One of Those People by Shannon Lise

          After “The Carousing Couple,” a painting by Judith Leyster

You would perhaps
have liked
to be one of those people

like Judith Leyster, painting
her splotchy red
faces back in the 17th century

getting other people’s signatures
forged over her own
until she was quite forgotten, but still

knowing how to capture laughter
how to make even
her unattractive characters –

the round rubber-cheeked woman
with a huge forehead,
the insecure squat-nosed man fussed

up in that ridiculous French collar
and pretending to play
violin – look happy, even pleasant

as if they’d seen the way poplar leaves
turn fuzzy silver
undersides to the sunlight. As if they

knew that sometimes it does snow
on Christmas
even in places like Abilene.

But we could’ve filled a blank Bible-
length notebook
with the things you would’ve liked to be.
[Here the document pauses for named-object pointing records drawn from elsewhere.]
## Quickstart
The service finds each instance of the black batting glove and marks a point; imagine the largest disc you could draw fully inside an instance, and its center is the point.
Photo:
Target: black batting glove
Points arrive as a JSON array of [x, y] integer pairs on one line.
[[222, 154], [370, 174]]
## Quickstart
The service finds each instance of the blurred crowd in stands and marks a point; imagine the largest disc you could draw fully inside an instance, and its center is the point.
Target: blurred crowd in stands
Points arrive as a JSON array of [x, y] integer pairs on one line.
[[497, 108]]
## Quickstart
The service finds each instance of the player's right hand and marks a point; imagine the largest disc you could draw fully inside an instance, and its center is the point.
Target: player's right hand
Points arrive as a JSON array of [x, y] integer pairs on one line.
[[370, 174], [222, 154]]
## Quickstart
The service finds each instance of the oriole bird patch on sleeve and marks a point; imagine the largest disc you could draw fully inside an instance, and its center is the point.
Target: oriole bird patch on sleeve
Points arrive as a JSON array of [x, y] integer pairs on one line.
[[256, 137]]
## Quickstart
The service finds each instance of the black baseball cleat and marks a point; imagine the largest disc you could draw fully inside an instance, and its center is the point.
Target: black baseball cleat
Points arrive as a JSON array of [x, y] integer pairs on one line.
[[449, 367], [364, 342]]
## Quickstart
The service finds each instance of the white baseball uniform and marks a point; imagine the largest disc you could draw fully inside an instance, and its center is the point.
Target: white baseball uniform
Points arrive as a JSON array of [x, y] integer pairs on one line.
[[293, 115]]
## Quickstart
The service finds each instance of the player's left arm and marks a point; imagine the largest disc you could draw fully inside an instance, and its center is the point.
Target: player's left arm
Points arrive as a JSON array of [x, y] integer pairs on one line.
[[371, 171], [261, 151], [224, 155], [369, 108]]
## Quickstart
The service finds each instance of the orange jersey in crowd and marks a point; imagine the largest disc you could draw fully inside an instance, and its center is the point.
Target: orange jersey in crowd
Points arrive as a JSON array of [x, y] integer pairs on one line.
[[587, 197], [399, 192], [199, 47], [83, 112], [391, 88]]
Originally from Texas, Shannon Lise spent twelve years in the Middle East and currently lives with her husband in Quebec, spending as much time as possible in the woods or on the water. She also writes epic fantasy realism and is the author of the novel Keeper of Nimrah (Ethandune Publishing, 2014). 

Saturday, August 18, 2018

At the Farmer's Market by Martha Christina

“How’s your husband?” the man
selling fruit and berries from his
orchard asks. We haven’t seen
each other since October when
he left to winter in Florida, and
your prognosis was for a quick
recovery. So I have to say again
the words I’ve had to say for
months, and he kindly offers
condolences with his nectarines.

I buy a bag and move on, past
the man selling fish, the woman
promising rugalah like her Nana’s,
another offering the first sweet
corn of the season, and the recent
divorcee making lemonade, her
husband still alive and a worry.

I pick up my farm-share from
the woman who reminded you
of our daughter, and who gives
me a weekly hug because she
knows fresh produce only goes
so far.

And all the while, this week’s
live music drifts over and
around me: guitar and harp,

a husband and wife duo.



Martha Christina is a frequent contributor to Brevities. Longer work appears in Innisfree Poetry Journal, Naugatuck River Review, earlier postings of Red Eft Review, and most recently in the anthology Ice Cream Poems from World Enough Writers. She has published two collections: Staying Found (Fleur-de-lis Press) and Against Detachment (Pecan Grove Press).